Methylation is reversible and can change throughout a cell or organism’s life cycle. Gehring is particularly interested in how the methylation state changes during plant reproduction, from gamete cells through seed maturation. These changes in methylation can signal if a gene copy came from the male or female parent. Such imprinted genes are expressed at different levels, depending from which parent they were inherited. Gehring’s lab is studying how several imprinted genes function during seed development, how they are marked as imprinted, and if specific gene imprinting is conserved within the A. thaliana species and among A. thaliana and closely related species.
Methylation patterns can be passed from one cell generation to the next and from one plant to its offspring. Unlike animals, which designate reproductive cells during embryogenesis, plants form reproductive cells as adults, which could allow the methylation changes accrued during a lifetime to be passed to the plant’s progeny. By studying the epigenetic difference between multiple generations of plants, the Gehring lab will see if epigenetic responses to environmental factors can ultimately lead to evolutionary changes.

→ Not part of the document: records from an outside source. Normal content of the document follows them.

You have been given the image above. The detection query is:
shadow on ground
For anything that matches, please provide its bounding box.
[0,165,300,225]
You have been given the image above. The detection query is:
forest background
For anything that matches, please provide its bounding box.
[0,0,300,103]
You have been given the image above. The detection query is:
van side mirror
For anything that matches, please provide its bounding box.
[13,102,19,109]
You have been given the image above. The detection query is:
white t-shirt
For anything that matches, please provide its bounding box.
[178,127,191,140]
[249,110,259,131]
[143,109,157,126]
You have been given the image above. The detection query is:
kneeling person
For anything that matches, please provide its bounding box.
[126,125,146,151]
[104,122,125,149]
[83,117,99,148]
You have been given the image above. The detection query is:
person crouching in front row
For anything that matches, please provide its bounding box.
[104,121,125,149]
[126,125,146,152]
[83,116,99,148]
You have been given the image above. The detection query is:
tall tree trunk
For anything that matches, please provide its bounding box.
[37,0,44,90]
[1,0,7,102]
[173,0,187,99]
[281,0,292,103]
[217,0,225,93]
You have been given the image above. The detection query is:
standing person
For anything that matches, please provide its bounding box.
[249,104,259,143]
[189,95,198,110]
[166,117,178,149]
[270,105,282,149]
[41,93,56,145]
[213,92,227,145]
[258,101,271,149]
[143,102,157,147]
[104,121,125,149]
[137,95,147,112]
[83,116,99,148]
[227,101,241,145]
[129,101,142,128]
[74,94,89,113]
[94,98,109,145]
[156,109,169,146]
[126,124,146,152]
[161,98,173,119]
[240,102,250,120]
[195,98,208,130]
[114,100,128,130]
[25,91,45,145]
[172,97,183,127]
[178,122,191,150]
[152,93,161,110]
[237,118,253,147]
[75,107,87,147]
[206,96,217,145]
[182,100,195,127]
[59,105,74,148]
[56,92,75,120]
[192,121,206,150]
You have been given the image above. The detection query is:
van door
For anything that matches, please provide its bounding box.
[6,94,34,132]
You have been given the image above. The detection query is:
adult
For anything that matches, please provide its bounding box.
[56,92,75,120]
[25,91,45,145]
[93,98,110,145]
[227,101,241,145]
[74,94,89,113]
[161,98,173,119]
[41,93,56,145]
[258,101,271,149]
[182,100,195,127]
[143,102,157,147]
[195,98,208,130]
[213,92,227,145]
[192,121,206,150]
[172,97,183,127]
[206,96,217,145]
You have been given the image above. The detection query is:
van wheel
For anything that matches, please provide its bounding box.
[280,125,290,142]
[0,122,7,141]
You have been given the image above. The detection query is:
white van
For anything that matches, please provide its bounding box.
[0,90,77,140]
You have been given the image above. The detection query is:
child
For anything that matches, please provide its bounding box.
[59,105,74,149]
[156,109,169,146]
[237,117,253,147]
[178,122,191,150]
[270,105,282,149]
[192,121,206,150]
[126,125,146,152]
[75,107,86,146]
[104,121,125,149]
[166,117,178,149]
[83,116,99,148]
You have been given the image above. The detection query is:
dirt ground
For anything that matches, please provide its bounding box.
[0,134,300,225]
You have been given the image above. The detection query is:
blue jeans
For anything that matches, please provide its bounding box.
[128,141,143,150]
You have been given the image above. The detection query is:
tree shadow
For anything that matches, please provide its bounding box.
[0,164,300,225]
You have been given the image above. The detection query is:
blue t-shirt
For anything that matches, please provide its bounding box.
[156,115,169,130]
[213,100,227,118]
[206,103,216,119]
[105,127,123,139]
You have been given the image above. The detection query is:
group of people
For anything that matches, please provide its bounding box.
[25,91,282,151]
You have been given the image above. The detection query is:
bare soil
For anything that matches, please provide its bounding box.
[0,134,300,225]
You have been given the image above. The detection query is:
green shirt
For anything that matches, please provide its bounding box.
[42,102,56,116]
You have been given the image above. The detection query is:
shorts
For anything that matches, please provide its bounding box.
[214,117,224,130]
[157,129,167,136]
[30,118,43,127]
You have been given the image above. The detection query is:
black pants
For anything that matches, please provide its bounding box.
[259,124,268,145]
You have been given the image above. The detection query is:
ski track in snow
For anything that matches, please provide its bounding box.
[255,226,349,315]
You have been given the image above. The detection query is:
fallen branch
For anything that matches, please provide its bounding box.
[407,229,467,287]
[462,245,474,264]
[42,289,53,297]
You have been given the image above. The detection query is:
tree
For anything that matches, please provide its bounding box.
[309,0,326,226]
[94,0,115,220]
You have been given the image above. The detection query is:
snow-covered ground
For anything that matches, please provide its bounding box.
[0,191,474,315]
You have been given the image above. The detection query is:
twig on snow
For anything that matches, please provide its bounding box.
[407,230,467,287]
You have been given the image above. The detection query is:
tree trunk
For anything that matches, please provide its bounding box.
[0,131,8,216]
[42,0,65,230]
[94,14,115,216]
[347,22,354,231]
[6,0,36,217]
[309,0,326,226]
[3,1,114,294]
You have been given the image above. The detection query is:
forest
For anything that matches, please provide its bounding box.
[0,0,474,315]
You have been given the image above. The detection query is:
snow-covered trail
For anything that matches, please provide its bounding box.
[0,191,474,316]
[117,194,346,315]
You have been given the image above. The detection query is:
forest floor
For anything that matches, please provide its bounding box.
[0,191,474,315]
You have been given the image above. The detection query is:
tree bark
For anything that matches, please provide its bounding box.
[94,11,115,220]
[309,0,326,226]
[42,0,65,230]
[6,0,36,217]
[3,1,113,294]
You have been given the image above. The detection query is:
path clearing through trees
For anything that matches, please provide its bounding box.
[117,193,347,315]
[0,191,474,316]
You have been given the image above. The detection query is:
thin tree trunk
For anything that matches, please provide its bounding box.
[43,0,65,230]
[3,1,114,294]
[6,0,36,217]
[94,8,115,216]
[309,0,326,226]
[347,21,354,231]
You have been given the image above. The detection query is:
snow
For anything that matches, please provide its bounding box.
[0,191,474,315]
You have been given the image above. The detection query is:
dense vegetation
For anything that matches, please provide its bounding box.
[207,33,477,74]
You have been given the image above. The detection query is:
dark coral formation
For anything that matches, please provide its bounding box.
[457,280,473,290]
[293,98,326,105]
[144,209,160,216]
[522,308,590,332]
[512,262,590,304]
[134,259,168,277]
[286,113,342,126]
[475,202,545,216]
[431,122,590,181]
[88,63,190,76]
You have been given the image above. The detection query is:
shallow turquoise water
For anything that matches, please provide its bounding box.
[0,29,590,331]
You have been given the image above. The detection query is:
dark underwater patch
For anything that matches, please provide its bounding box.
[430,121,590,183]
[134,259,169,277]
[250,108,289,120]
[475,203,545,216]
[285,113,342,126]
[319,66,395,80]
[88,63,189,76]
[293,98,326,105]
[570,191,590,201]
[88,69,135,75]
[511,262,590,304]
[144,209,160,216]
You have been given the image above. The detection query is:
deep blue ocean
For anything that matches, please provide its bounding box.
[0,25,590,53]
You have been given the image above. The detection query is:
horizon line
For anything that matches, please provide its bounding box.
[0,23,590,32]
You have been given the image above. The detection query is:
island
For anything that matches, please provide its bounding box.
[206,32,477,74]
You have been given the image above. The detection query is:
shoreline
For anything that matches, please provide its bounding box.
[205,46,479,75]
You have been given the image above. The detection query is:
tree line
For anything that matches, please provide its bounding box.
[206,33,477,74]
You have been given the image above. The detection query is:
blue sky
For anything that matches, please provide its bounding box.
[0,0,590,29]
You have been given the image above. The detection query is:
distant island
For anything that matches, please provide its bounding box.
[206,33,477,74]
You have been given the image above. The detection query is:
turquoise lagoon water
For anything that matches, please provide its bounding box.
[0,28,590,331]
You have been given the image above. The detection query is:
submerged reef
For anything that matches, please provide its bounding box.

Gehring began her scientific career at Williams College, earned her doctorate from University of California Berkeley in 2005, and continued her studies as a postdoctoral researcher with Steven Henikoff at the Fred Hutchinson Cancer Research Center. Gehring came to Whitehead Institute in 2010 and was named the Thomas D. and Virginia W. Cabot Career Development Professor by MIT in 2011. In 2020 she was named the Landon T. Clay Career Development Chair at Whitehead Institute.